Lonesome Bob – The plans we made
While many alt-country scenesters kept their tongues in cheek, these recordings were kitsch-free. The whole thing was an explosion of sound and viewpoint.
“I remember sitting on Pat Gallagher’s old Chevy one night at Coolsville, me and Tim and Pat way into the wee hours of the morning,” said drummer Rick Schell, who currently plays with RCA Records newbie act Pinmonkey. “Someone brought out a boombox, and Tim started playing a tape of the stuff they’d recorded with Bob at Paul Gannon’s, and I was just floored. I knew Bob, but I hadn’t heard Bob, and there was this big, booming voice, this giant wall of sound coming out of his mouth, and these great songs. Right there, I was like, ‘Fuck, I want in on this stuff.'”
Bob,
To one of the greatest people I know…Thanks for everything you’ve done for me. Keep in touch after graduation. Stay out of trouble. I know enough that you might get into trouble if you don’t watch out
Love Always,
Ellie P.
(as written in Le Souvenir)
The city tore Coolsville down in 1997 and built…a library.
“It’s actually some kind of meditation area on the library grounds now, and you can sit right where the house was,” Carroll said. “It’s kind of cool to do that, to sit there. I took a picture there once.”
The house seemed to offer parting gifts to its inhabitants, as relocation was accompanied by record contracts and road gigs. Horn took over as drummer for the Derailers, Carroll signed a record deal with Sire, and Lonesome Bob signed with former Bloodshot bigwig Eric Babcock, who had moved to Checkered Past.

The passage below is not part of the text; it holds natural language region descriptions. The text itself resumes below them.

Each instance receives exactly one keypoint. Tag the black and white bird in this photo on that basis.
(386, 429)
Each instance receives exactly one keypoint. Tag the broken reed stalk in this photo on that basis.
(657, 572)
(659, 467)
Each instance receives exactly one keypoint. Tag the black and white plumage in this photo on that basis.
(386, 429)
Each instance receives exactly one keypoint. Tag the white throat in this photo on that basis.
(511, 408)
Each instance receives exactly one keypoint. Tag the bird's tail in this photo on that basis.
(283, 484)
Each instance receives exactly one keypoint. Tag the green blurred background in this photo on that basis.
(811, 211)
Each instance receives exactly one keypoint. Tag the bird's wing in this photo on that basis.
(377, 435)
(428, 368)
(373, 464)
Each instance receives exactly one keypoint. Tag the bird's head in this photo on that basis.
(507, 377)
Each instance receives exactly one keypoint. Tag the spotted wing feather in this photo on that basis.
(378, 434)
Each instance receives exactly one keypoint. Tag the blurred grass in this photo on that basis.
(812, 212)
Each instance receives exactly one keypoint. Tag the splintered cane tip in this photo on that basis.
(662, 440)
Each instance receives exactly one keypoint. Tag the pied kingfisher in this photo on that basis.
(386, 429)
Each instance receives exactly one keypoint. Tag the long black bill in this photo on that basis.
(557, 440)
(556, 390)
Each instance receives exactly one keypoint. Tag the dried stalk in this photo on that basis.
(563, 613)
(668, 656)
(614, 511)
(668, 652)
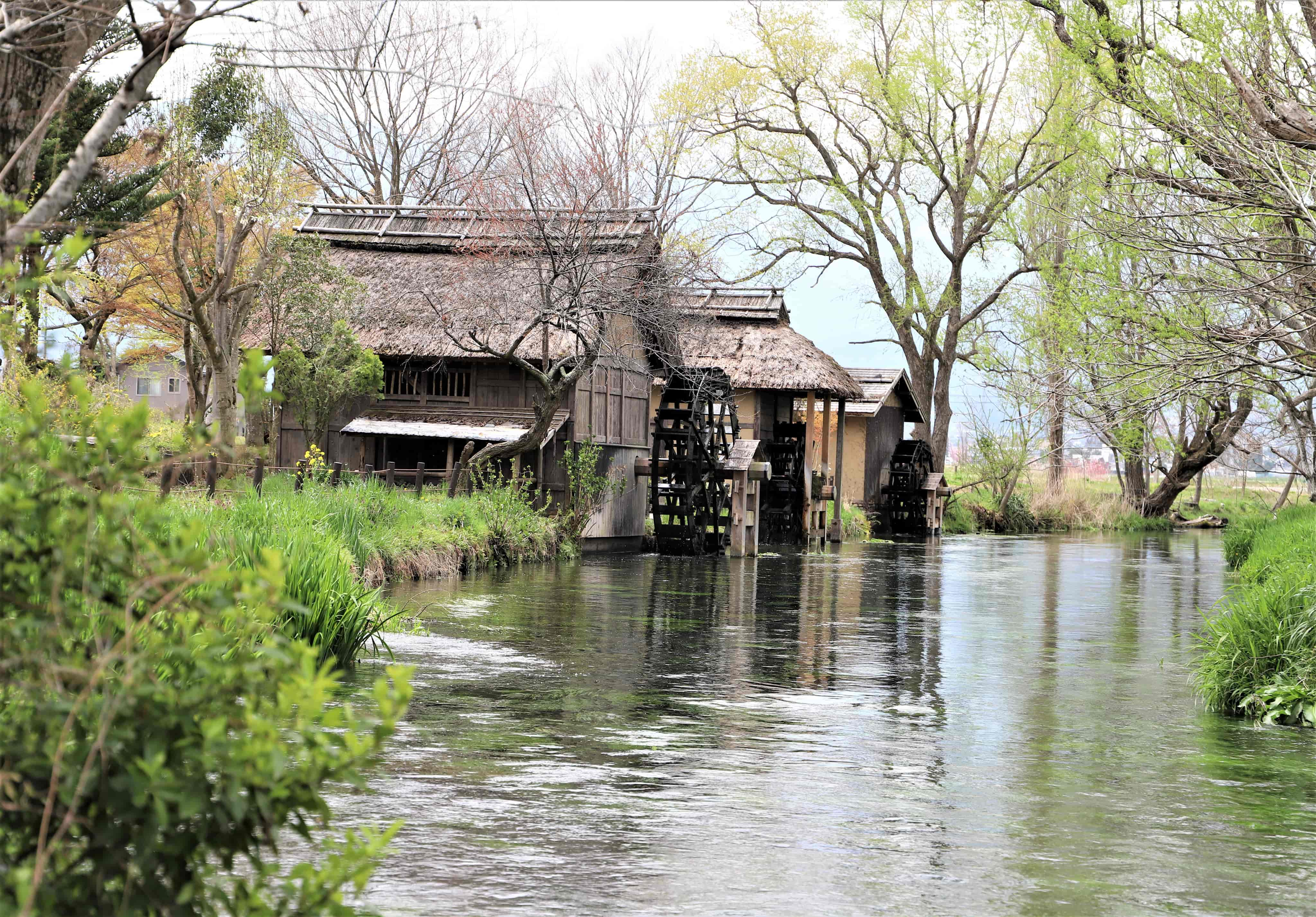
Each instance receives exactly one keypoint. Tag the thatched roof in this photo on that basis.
(453, 229)
(878, 387)
(748, 333)
(410, 294)
(435, 274)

For Things Fall Apart, Bob’s Checkered Past debut, the songs cut at Gannon’s studio were dusted off and slightly (we mean slightly) polished. He recorded seven more tracks at Steve Allen’s Blue Planet Studio, with contributions from Schell (he finally got in on that stuff), Bill Dwyer, Ken Coomer (of Wilco, at the time), Dave Jacques, Duane Jarvis and others.
Bob augmented the tracks with a then-unsigned singer named Allison Moorer, who overdubbed duet parts on the recordings. (Singer Divy Nelson had already sung over the tracks, but her parts were erased once Moorer came into the picture.) Moorer went on to the world of major-label contracts and Oscar Night cameos, but she was scuffling like the Coolsville crew when she met Bob.

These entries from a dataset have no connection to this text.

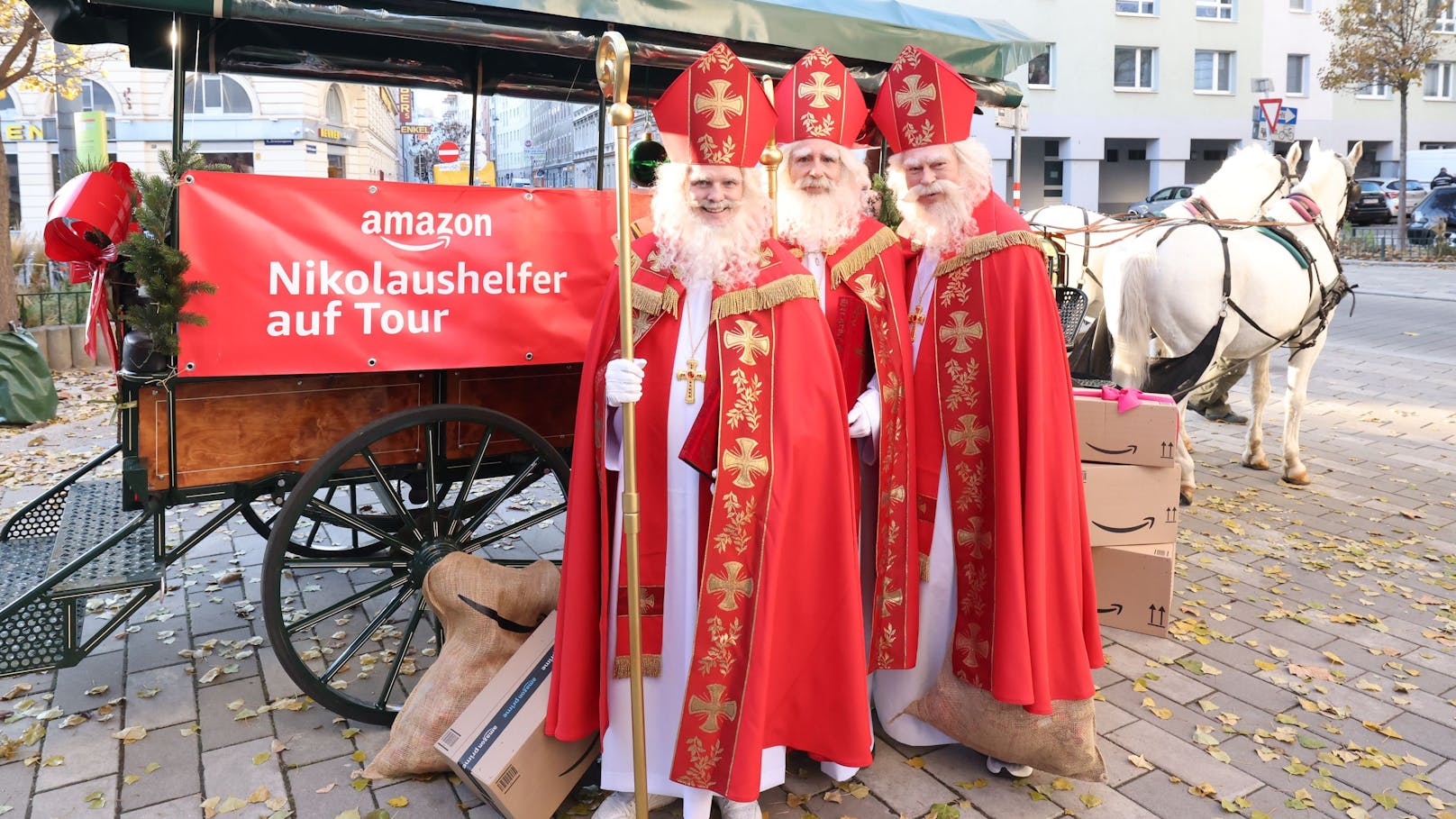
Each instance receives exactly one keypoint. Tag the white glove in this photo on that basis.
(625, 380)
(864, 415)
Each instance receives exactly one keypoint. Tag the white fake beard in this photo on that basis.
(817, 222)
(721, 254)
(943, 224)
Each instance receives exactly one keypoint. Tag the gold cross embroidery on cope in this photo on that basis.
(714, 707)
(732, 585)
(747, 340)
(746, 464)
(692, 377)
(961, 331)
(718, 104)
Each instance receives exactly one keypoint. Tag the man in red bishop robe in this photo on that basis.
(751, 627)
(1008, 589)
(858, 266)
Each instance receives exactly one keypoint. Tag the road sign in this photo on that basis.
(1269, 110)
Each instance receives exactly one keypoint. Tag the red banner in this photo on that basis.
(337, 276)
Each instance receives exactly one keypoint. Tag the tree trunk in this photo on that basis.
(1399, 217)
(9, 308)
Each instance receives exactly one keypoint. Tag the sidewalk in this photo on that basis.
(1309, 674)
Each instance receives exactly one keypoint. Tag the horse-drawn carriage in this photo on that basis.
(371, 396)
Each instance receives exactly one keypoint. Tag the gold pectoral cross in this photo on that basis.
(692, 377)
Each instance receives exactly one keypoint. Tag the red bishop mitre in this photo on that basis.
(817, 99)
(924, 103)
(715, 113)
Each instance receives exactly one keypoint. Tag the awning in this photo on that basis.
(543, 47)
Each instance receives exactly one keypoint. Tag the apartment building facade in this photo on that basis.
(1136, 95)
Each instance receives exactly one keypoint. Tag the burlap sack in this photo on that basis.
(475, 649)
(1061, 742)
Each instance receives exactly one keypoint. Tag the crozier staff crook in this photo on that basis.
(614, 68)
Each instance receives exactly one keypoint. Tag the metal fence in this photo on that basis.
(1382, 242)
(61, 306)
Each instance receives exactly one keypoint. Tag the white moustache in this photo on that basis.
(931, 188)
(716, 207)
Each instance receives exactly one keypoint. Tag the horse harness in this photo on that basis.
(1319, 309)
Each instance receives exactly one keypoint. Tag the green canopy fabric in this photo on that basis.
(541, 47)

“We just connected,” Moorer said. “As soon as we sung together, we knew we had something. Neither one of us is what you’d call a delicate singer, and what we do together is kind of different-sounding. His voice is huge, and he’s a fearless kind of singer who doesn’t shy away from singing balls-out. But at the same time he sings wonderfully, and beautifully.”
Other folks agreed, as the record received rave reviews in several publications (even Playboy). But good press often will only take you so far. The problem wasn’t getting people to like the album once they heard it, it was getting people to hear it in the first place.
“If you can get to them, you can get to them,” Bob said. “But, God, they’re so hard to reach.”
“I have a teenage son who I never get to see
He lives in New Jersey, I live in Tennessee
I want to fly him down here for a month, but you see
The note from the bank
And the bill collectors’ voices
Are telling me that I don’t have those kinds of choices”
— Lonesome Bob, “Weight Of The World”
This is the really shitty part of the story, the part where critical favor and artistic accomplishment don’t equal commercial success (“I should have known those things weren’t the same, but I probably didn’t,” Bob said); where Things Fall Apart sells less than 1,000 copies, and the decision to quit his graphic artist job in order to tour seems a lot like deciding to quit riding a bicycle in favor of flapping arms and taking flight.